Belinda's brother, who has just walked into the school board offices to see her, asks whether Ricky is all right. Some of her co-workers hear her sobs and, assuming it's bad news, begin weeping themselves.
Belinda retreats to the boardroom, and she and her husband continue to console each other tearfully over satellite uplink. At one point, Ricky's battle buddy, Darrell Taylor, takes the phone in Kuwait and tries to calm her. "We're going to take care of him."
Later, as she thinks about the meltdown, Belinda realizes she and Ricky were giving vent to fears they had not really talked about. They wanted to be strong for the children, but they weren't being strong for each other. Ricky's father assures Belinda that it isn't a sign of weakness to cry. Shortly after his son left, he confides, he was planting some peanuts and "let some tears fall myself."
Belinda spends much of the weekend under a blanket on the living room sofa. She hurts, emotionally and physically, like she hasn't hurt since her mother died. Relatives and friends who drop by the house recognize what she's feeling; they bring cakes and speak in low, solicitous tones.
But there is no black crepe on Belinda's door — only a red, white and blue ribbon she bought at Wal-Mart.
Last Father's Day, Belinda and the girls gave Ricky a bottle of pricey cologne and took him to his favorite all-you-can-eat place in Dublin, Ole Times Country Buffet. This Father's Day, they want to make sure he's just as well-provisioned.
It's a Monday night, and the Stanley dining room overflows with snacks and supplies designed to make Ricky's life in Iraq a little easier. There are sandals, underwear, baby powder, Skin So Soft, a pillow, an inflatable mattress, a selection of DVDs that includes Ricky's No. 1 movie, "Shaft." And because this Army of one travels on its sweet tooth, there's enough junk food to cater a summer camp: honey buns, hard candy, Fiddle Faddle, Oreos, Chips Ahoy, Little Debbie Oatmeal Creme Pies.

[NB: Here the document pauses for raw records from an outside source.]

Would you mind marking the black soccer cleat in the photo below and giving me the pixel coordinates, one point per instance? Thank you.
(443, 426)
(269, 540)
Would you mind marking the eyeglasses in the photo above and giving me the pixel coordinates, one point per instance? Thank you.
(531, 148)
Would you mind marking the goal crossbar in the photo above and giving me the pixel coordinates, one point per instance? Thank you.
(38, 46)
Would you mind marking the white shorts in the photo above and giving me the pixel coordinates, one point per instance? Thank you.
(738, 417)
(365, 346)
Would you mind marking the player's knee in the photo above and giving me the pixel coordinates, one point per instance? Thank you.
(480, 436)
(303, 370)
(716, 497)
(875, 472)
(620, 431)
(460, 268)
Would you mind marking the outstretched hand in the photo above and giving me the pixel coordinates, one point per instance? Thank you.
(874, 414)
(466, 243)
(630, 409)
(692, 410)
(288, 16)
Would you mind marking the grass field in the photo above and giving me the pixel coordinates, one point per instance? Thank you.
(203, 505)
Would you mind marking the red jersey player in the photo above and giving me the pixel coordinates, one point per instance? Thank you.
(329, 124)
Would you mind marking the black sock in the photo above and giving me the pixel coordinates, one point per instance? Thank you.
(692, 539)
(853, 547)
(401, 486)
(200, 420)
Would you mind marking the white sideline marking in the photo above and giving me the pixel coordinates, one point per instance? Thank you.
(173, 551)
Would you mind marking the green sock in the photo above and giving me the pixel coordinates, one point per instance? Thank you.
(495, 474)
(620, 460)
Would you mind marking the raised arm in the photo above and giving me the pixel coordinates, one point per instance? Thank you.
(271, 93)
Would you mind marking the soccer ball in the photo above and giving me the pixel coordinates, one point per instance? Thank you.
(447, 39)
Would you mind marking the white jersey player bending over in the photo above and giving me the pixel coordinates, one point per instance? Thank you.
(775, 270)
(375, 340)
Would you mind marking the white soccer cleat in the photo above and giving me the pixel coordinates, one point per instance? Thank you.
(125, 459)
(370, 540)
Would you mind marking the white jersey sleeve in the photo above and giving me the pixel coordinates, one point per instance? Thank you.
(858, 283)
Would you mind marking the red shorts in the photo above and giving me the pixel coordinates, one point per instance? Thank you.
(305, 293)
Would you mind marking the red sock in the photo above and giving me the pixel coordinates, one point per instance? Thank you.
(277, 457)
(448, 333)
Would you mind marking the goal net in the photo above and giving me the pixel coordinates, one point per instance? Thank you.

"Ricky's been losing weight since he got to Iraq," Belinda explains as they stuff three cardboard boxes for shipment. "When he gets depressed, I want him to have something to eat."
Her husband specifically requested many of the items because of something that happened shortly after he arrived in Baghdad. He's stationed near one end of the airport and wants to avoid having to visit the main shopping exchange near the other end. That's where a rocket attack killed one U.S. soldier and wounded 16 others during his second night in Iraq.
Ricky's military job is dangerous enough without extracurricular rambles. Earlier in the day, Belinda had received an e-mail from him. Ricky was getting ready to deliver supplies along the airport highway, the site of so many bombings and ambushes that Iraqis call it Death Street. His typing is sloppy, but his sentiment is spotless:
"Igo on my first mission tonight at 2200 hours. Hold me in your prayers. I've been nervous allday, but i got to do what I got to do.Baby i love and miss you very much. Icant wait until this year is over.I have so many plans for us.Inever want to be apart from you and my girls again.Love you i got to go."
Belinda continues packing the boxes. She knows her husband needs more than treats and comforts; he needs tokens of home. The care package contains no fewer than five Father's Day cards, among them a silly one that shows a chimp wearing a crown sitting on a toilet — inside family joke. It also includes the "not Father's Day" card Ra'Teema made at school, now framed and signed "From your oldest baby girl."
For good measure, Belinda throws in a photo album. She beams as she leafs through the snapshots: their last vacation at Tybee Island, Ra'Teema playing basketball, Chazmine leading cheers, Belinda in her high school graduation gown.
One picture shows their handsome brick home in the Georgia pines.
"I just want him to remember where he came from," Belinda says, as if he could ever forget.